Scaling mountains has been a way of life for Irwin, who was introduced to the game on sand greens in the Great Plains, in Baxter Springs, Kan. He then moved to Boulder, Colo., where he continued to chase brilliance in a sun sport in an area better known for its long, harsh winters.
"He's an interesting guy," Phil Irwin says. "He would play golf during the winter in Colorado, when the rest of us were playing football and basketball. When he turned pro, he and Sally lived out of a car, stayed in fourth-tier hotels. Our folks didn't have any money. He had to be sponsored, had to pay the guys back. For years it was a struggle. It was a job. Where he came from and how he got to where he is is a remarkable story."
Irwin's was a career through which he developed associations and friendships with leaders of industry and even nations, the latter including former presidents Gerald Ford and George H.W. Bush. "I got to know them on a first-name basis," says Irwin. "I couldn't ever have been smart enough to meet them, couldn't ever been wealthy enough to meet them."

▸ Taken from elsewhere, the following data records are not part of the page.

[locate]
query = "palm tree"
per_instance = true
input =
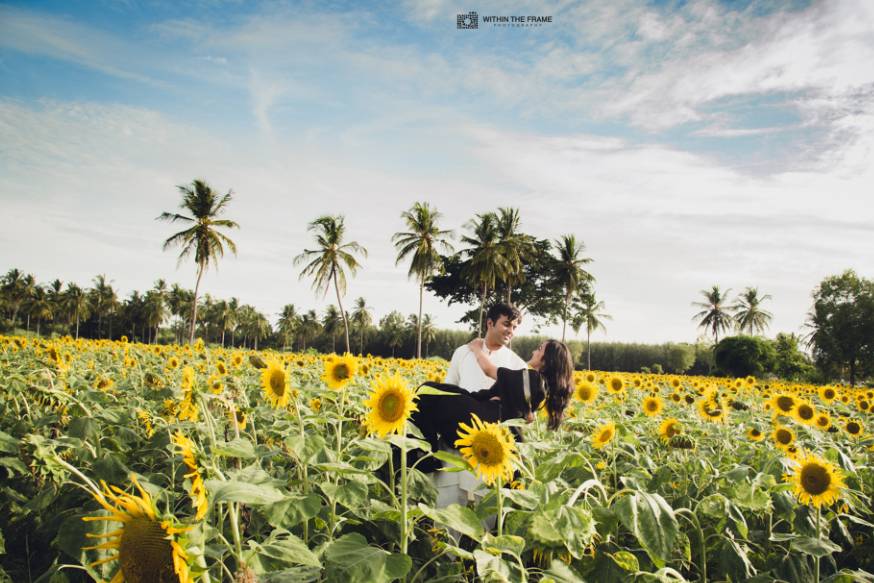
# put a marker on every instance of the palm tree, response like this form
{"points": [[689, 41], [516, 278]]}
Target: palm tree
{"points": [[14, 291], [569, 272], [104, 301], [515, 247], [154, 311], [331, 323], [748, 313], [361, 319], [326, 262], [421, 241], [76, 303], [429, 332], [713, 314], [309, 328], [39, 306], [288, 322], [203, 237], [485, 261], [591, 315]]}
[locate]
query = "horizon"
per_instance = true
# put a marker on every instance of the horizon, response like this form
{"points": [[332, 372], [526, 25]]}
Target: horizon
{"points": [[687, 145]]}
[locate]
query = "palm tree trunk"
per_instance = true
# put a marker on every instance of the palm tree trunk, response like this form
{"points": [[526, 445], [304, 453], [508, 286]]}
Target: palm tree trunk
{"points": [[482, 307], [194, 307], [342, 313], [419, 322], [588, 348]]}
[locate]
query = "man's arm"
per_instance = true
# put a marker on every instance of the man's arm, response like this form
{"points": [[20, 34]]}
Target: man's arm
{"points": [[484, 362], [453, 375]]}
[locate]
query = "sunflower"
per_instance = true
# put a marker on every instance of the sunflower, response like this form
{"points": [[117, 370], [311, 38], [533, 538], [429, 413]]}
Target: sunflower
{"points": [[669, 428], [489, 448], [712, 410], [615, 385], [828, 394], [604, 435], [783, 436], [854, 427], [339, 370], [783, 404], [822, 421], [215, 384], [816, 481], [804, 413], [274, 381], [198, 489], [391, 404], [149, 548], [652, 406], [585, 392]]}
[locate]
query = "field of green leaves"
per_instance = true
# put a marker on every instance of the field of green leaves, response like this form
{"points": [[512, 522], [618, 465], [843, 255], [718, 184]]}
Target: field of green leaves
{"points": [[132, 462]]}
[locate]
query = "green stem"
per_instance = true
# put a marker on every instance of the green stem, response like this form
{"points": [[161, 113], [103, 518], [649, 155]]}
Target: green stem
{"points": [[819, 536], [500, 494], [404, 492]]}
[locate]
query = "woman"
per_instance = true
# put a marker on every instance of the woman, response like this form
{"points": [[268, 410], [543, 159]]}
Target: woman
{"points": [[550, 380]]}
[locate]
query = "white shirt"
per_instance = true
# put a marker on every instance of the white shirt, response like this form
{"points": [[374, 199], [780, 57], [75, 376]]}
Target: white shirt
{"points": [[465, 371]]}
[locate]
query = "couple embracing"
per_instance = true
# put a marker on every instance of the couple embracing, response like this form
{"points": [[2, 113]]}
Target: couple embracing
{"points": [[490, 381]]}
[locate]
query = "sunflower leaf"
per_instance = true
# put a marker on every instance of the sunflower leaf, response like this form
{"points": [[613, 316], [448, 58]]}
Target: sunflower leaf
{"points": [[456, 517], [651, 519]]}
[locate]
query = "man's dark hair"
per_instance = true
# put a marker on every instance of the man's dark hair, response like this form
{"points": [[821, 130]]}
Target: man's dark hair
{"points": [[496, 311]]}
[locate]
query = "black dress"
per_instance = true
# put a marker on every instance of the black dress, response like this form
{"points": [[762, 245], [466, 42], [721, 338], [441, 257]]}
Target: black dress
{"points": [[439, 415]]}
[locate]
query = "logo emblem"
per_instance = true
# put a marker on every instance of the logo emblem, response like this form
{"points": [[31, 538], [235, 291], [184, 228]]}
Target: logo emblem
{"points": [[468, 21]]}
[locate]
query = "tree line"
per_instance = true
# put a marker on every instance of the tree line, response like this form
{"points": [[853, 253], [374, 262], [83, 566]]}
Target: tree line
{"points": [[547, 278]]}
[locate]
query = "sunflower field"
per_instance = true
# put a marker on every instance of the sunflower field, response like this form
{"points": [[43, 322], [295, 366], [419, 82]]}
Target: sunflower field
{"points": [[151, 463]]}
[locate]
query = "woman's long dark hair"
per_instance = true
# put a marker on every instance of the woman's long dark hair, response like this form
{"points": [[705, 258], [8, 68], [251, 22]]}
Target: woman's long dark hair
{"points": [[558, 372]]}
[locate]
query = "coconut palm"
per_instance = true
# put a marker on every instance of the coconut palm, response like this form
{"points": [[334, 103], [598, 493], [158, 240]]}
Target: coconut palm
{"points": [[203, 237], [485, 261], [748, 313], [76, 303], [591, 315], [569, 273], [516, 248], [287, 323], [361, 320], [14, 291], [714, 314], [309, 328], [422, 241], [326, 263], [104, 301]]}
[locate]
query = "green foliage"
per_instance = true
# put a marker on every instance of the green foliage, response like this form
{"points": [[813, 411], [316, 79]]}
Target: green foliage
{"points": [[842, 322], [741, 356]]}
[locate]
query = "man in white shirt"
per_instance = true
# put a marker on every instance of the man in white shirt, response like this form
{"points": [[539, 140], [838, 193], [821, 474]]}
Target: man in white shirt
{"points": [[464, 371]]}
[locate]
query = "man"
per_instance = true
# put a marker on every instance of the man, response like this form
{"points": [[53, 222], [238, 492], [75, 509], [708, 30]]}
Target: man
{"points": [[501, 322]]}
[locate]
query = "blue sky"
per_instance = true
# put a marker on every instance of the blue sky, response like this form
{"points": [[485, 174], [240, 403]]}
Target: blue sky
{"points": [[686, 143]]}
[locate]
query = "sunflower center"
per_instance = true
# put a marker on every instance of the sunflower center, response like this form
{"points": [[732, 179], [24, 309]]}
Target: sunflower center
{"points": [[145, 553], [815, 479], [277, 382], [391, 407], [487, 449], [341, 372]]}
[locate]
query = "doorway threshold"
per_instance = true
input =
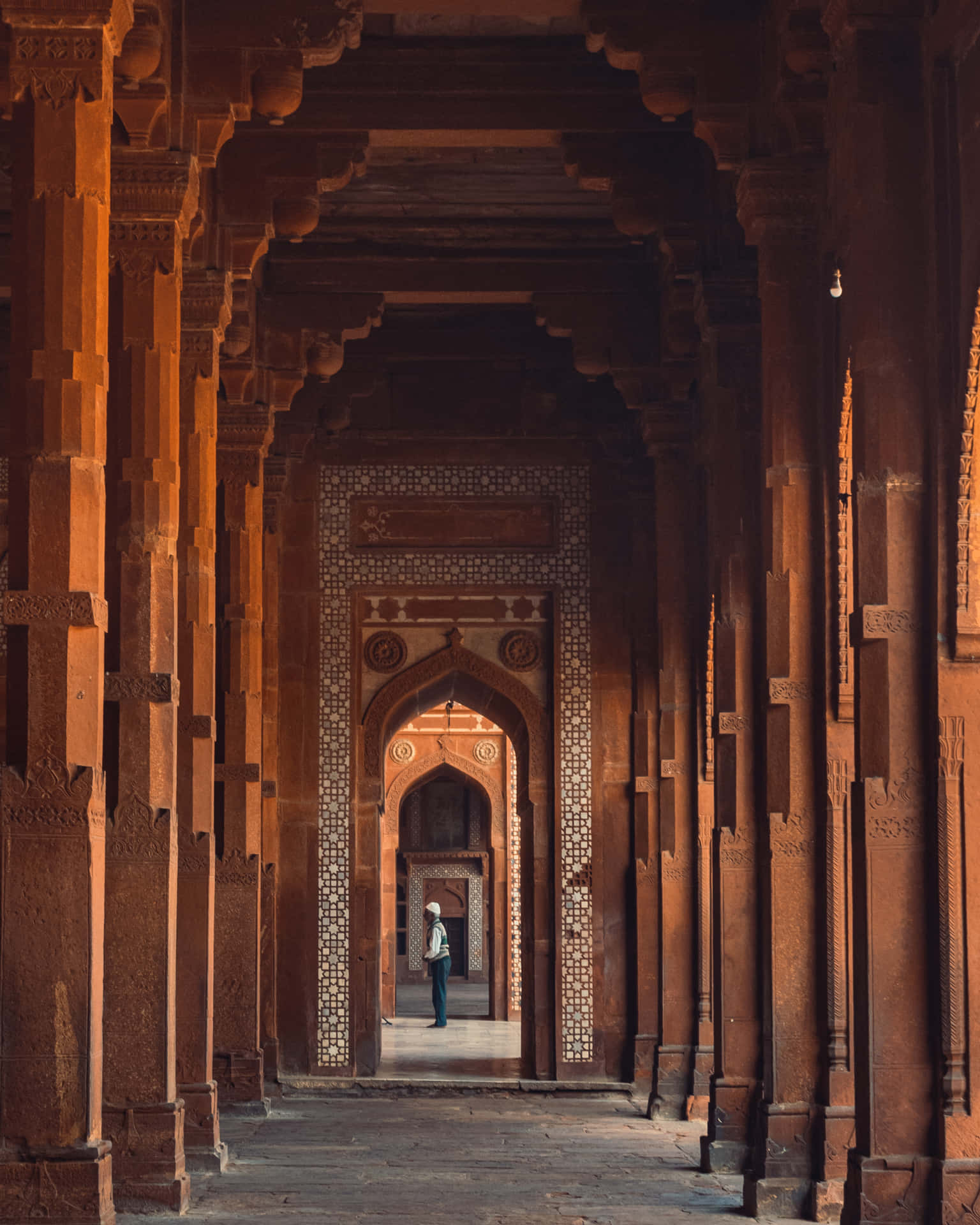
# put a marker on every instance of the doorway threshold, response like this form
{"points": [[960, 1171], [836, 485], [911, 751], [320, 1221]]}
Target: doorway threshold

The game has been good to him, notwithstanding the fact it has begun to turn on him. He has a trophy room at his home in Paradise Valley, Ariz., to remind him of that. "When I feel down and out, I just go in there," he says. "There are a lot of very nice memories in that room."
Foremost among them are the replicas of the perpetual trophies awarded to the winners of the U.S. Open and Senior Open. They are displayed on what Irwin calls the USGA shelf.
Does it have room for one more?
"Oh, yeah," Irwin says forcefully, summoning—momentarily, at least—a measure of the kind of steadfast belief and determination responsible for stocking the shelf in the first place.